Les techniques qui conduisent à l’éveil sont le langage initiatique, les Nombres, les formes, tous moyens nécessaires et suffisants pour entrer en conscience dans la vie. Elles sont directement assumées par les Surveillants. Le Deuxième donne le sens de la communauté car la démarche ne peut commencer que par-là, ainsi que le sens et le langage sur lequel se base le processus initiatique. Le Premier enseigne les formes à partir de celles qui sont dans la Pierre Cubique ; il confronte les Compagnons aux polyèdres et éduque leurs sens pour éveiller l’intelligence du cœur.
L’ensemble de la voie reste sous-tendue par l’épine dorsale qu’est la Règle, expression manifestée de la Loi du Principe et par le vecteur qu’est le mythe de création. Celui-ci se déploie par le rite. La pratique permanente des rituels opère une véritable magie qui transforme les êtres et apporte la nourriture vitale pour retourner au concept pur.

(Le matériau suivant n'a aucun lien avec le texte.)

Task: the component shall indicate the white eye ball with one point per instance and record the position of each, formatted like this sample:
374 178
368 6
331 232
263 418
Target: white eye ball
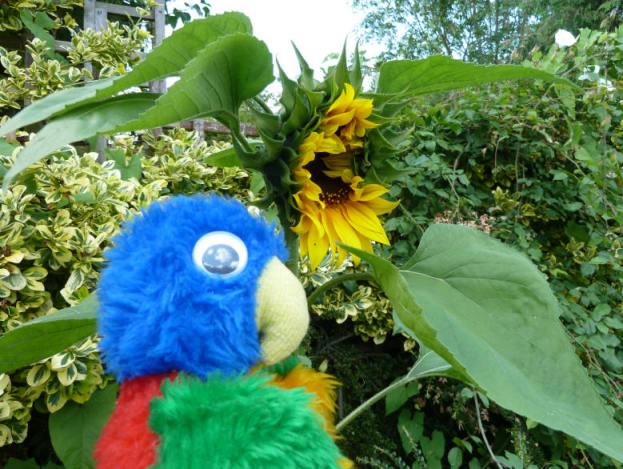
221 254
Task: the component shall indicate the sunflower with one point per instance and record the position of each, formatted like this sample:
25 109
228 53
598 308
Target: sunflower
335 204
348 116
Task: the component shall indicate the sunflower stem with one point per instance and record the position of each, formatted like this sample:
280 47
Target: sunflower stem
337 281
291 238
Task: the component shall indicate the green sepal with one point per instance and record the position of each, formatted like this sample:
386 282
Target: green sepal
273 144
307 74
264 121
339 75
299 115
356 76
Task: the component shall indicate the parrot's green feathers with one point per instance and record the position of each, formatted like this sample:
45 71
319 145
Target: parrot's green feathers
238 422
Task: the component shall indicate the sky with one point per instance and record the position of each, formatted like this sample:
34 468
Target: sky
317 27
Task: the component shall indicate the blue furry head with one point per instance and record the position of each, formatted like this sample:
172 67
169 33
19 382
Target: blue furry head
160 312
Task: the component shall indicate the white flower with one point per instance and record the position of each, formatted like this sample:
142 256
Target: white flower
564 38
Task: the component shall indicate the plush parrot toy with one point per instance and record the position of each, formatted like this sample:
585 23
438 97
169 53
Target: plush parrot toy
196 303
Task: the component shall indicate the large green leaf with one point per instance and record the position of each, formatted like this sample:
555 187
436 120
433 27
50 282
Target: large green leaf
78 124
439 73
75 428
47 335
215 83
485 306
169 58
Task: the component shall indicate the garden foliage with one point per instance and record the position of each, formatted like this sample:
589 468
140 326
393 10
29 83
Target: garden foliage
523 161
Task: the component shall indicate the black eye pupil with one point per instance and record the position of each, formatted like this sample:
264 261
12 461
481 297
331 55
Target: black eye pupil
220 259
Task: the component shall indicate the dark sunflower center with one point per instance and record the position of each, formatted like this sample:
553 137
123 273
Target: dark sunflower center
334 190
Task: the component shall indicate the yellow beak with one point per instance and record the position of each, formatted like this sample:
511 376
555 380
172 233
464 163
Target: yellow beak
281 312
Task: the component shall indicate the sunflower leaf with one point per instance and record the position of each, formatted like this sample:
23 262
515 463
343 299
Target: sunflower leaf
44 336
485 308
76 427
438 73
168 59
78 124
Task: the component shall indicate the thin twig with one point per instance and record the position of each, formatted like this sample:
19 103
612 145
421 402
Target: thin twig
337 281
482 433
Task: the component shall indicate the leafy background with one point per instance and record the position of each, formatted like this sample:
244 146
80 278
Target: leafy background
523 162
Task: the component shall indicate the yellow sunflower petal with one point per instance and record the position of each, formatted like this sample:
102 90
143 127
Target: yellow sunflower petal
370 191
317 247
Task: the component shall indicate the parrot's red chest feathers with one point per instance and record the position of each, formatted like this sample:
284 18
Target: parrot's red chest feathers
127 436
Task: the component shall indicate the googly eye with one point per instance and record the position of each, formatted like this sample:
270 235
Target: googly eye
221 254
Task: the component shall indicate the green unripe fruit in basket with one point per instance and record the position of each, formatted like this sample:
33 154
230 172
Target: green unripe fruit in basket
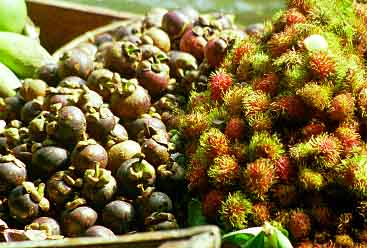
13 15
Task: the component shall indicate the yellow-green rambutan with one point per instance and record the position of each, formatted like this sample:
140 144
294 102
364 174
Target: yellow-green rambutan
214 143
299 224
314 128
260 122
284 195
255 102
316 96
267 83
354 174
260 213
219 83
235 211
290 107
310 180
349 138
341 107
265 145
235 128
211 203
285 169
258 177
224 171
322 66
234 97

Cependant la transmission est à adapter à la fois aux individus et à l’époque. Actuellement, dans notre monde troublé et très athée, l’enseignement doit être beaucoup plus dense qu’à d’autres époques bien que les êtres soient fort peu disponibles ; il n’y a pas d’autre choix qu’une formation accélérée, ce qui nécessite tout de même 8 à 10 ans pour parvenir à la Maîtrise, mais ceci est à comparer à une période plus longue autrefois pour des êtres qui y consacraient l’essentiel de leur énergie. L’augmentation de salaire ne peut que correspondre à une connaissance effective des Nombres, à une prise de conscience, source de devoir et d’amour envers les frères et la communauté dans son sens universel. Il a toujours été dangereux de « jeter des perles aux pourceaux ». La forme de l’enseignement s’adapte sans cesse, à l’image de la genèse qui est permanente, même si le fond est immuable. L’expression du mythe doit rester vivante. Les rituels ne peuvent être standards, sauf à vouloir domestiquer par uniformisation les individus. Chaque loge dispose de son propre corpus, évolutif si la Chambre du Milieu sait pleinement ce qu’est un concept, pense en ternarité, connaît la réalité cachée derrière chaque symbole ainsi que les lois causales et les fonctions créatrices qui gestent la genèse permanente.